Single by Brett Young

from the album Weekends Look a Little Different These Days
- Released: November 15, 2021
- Genre: Country
- Length: 3:45
- Label: Big Machine
- Songwriters: Brett Young; Ashley Gorley; Jon Nite; Jimmy Robbins;
- Producer: Dann Huff

Brett Young singles chronology
| "Not Yet" (2021) | "You Didn't" (2021) | "Dance with You" (2023) |

= You Didn't =

"You Didn't" is a song co-written and recorded by American country music singer Brett Young. It was released on November 15, 2021, as the third single from his third studio album Weekends Look a Little Different These Days.

==Content==
Young wrote the song with Ashley Gorley, Jon Nite, and Jimmy Robbins during a songwriting session. The four wanted to write a song about a breakup but found it difficult as all four of them are in relationships. However, at the songwriting session, Young recalled that before marrying his wife, Taylor, he had previously broken up with her. Taylor also appears in the song's corresponding music video.

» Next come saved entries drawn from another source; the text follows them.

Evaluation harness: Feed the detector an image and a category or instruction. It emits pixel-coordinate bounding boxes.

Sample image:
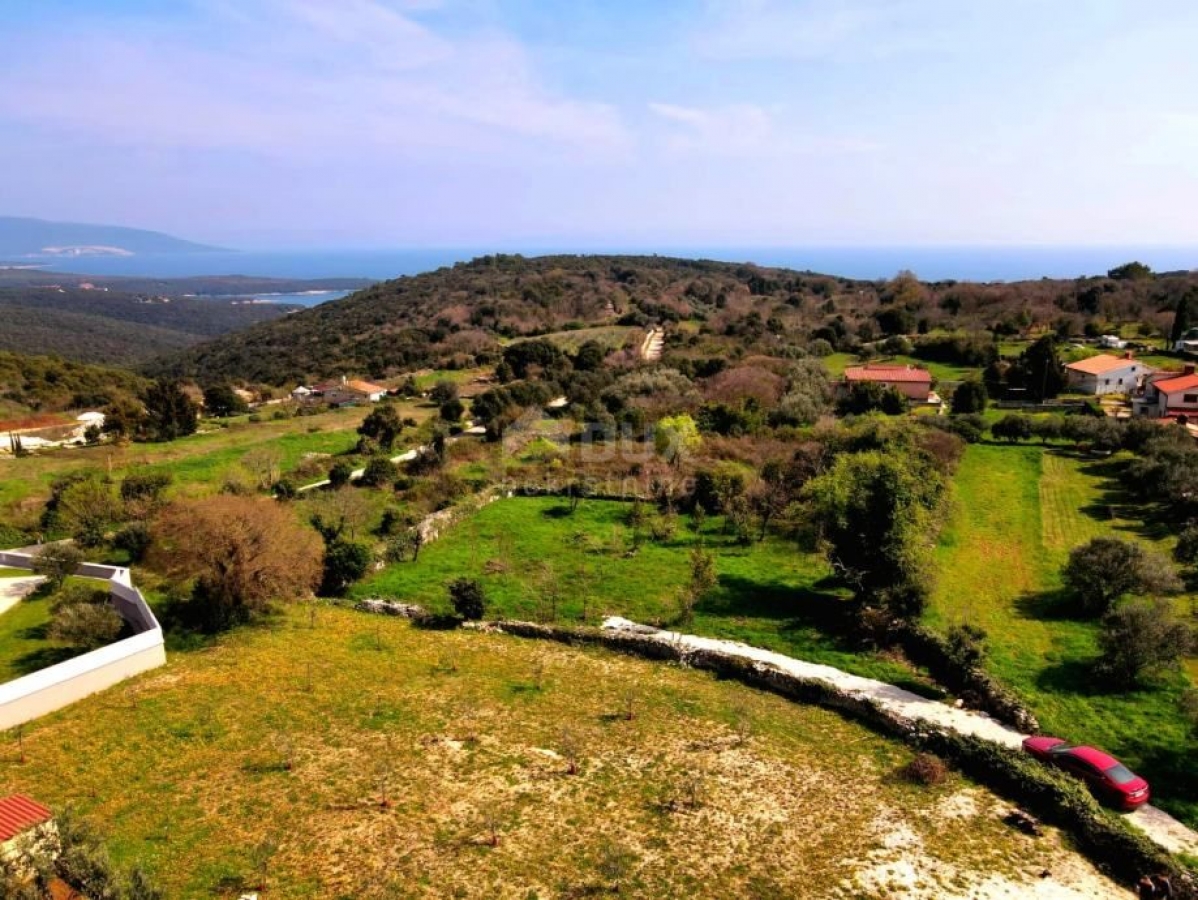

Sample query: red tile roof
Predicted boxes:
[1065,354,1143,375]
[845,366,932,385]
[1152,375,1198,394]
[0,793,54,844]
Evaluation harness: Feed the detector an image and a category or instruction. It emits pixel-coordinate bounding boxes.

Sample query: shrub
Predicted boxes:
[48,598,125,650]
[990,413,1031,443]
[1173,523,1198,563]
[328,460,353,490]
[320,538,374,597]
[448,578,486,621]
[150,496,321,630]
[113,521,152,562]
[358,457,399,488]
[900,753,949,787]
[1061,538,1180,616]
[952,380,987,416]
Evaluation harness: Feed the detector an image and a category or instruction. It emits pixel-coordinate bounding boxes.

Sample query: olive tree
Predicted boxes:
[32,542,83,591]
[1095,598,1196,688]
[804,451,943,617]
[1061,537,1181,616]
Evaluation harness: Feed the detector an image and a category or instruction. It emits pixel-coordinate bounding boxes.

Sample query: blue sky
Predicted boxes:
[0,0,1198,248]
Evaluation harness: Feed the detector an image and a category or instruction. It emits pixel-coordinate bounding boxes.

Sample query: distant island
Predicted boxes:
[0,216,228,260]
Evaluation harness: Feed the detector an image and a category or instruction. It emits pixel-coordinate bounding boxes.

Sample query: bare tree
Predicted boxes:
[32,543,83,591]
[241,447,283,490]
[307,487,373,542]
[151,496,323,629]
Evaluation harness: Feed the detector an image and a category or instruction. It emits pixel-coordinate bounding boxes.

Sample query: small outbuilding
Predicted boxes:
[0,793,55,858]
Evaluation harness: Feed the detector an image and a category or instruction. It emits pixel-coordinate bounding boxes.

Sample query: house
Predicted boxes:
[0,793,55,859]
[1065,352,1152,394]
[1144,366,1198,421]
[306,376,387,407]
[842,363,932,403]
[345,379,387,403]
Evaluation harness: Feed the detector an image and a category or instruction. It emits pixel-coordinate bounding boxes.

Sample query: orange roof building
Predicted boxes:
[1065,354,1154,394]
[345,380,387,400]
[845,363,932,403]
[0,793,54,845]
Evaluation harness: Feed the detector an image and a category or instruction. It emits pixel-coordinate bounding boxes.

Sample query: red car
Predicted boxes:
[1023,737,1149,810]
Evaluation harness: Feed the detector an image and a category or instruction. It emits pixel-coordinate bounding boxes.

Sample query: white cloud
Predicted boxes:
[0,0,630,164]
[648,102,879,158]
[692,0,1043,61]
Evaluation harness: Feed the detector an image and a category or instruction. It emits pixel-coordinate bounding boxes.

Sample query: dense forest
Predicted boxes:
[0,350,149,415]
[0,286,298,366]
[152,255,1198,385]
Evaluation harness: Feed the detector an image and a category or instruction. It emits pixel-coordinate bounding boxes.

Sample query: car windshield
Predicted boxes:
[1106,762,1136,785]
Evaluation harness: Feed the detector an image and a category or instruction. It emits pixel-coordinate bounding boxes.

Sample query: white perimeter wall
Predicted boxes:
[0,551,167,729]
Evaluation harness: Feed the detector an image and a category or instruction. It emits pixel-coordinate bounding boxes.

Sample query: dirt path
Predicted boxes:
[0,575,44,614]
[641,328,666,362]
[603,616,1198,854]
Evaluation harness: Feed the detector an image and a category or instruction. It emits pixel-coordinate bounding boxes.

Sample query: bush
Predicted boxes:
[990,412,1031,443]
[48,597,125,650]
[1173,523,1198,563]
[320,538,374,597]
[113,521,153,562]
[358,457,399,488]
[952,381,988,416]
[449,578,486,621]
[899,753,949,787]
[328,460,353,490]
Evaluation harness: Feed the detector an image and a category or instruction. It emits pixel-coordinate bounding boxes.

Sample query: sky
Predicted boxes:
[0,0,1198,248]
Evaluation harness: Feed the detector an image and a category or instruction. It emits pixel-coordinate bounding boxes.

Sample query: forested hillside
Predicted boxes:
[0,288,304,366]
[156,255,1198,383]
[0,350,147,417]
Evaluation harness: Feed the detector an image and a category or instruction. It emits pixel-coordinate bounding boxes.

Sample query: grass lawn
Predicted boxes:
[0,403,430,517]
[928,445,1198,825]
[0,606,1117,900]
[0,584,83,683]
[352,497,944,687]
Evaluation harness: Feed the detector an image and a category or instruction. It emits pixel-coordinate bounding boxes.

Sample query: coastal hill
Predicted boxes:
[0,268,370,366]
[0,216,222,259]
[155,255,1198,385]
[0,284,298,366]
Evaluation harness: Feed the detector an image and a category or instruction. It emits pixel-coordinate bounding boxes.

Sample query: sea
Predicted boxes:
[14,244,1198,306]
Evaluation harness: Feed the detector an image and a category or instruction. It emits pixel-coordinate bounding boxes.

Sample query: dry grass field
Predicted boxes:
[0,606,1120,900]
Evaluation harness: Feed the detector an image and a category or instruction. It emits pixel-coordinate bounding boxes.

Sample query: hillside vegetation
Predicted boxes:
[162,255,1198,385]
[0,352,147,421]
[0,288,304,366]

==Commercial performance==
"You Didn't" entered top ten on Billboard Country Airplay on the chart dated March 24, 2023. This marked the song's 70th week on the chart, setting a new record for both the slowest ascent into the top ten and the longest chart run overall.

==Charts==

===Weekly charts===

Weekly chart performance for "You Didn't"
| Chart (2021–2023) | Peak position |
|---|---|
| Canada Country (Billboard) | 26 |
| US Billboard Hot 100 | 63 |
| US Country Airplay (Billboard) | 10 |
| US Hot Country Songs (Billboard) | 18 |

===Year-end charts===

Year-end chart performance for "You Didn't"
| Chart (2023) | Position |
|---|---|
| US Country Airplay (Billboard) | 39 |
| US Hot Country Songs (Billboard) | 57 |

==Certifications==

Certifications for "You Didn't"
| Region | Certification | Certified units/sales |
| United States (RIAA) | Gold | 500,000^{‡} |
^{‡} Sales+streaming figures based on certification alone.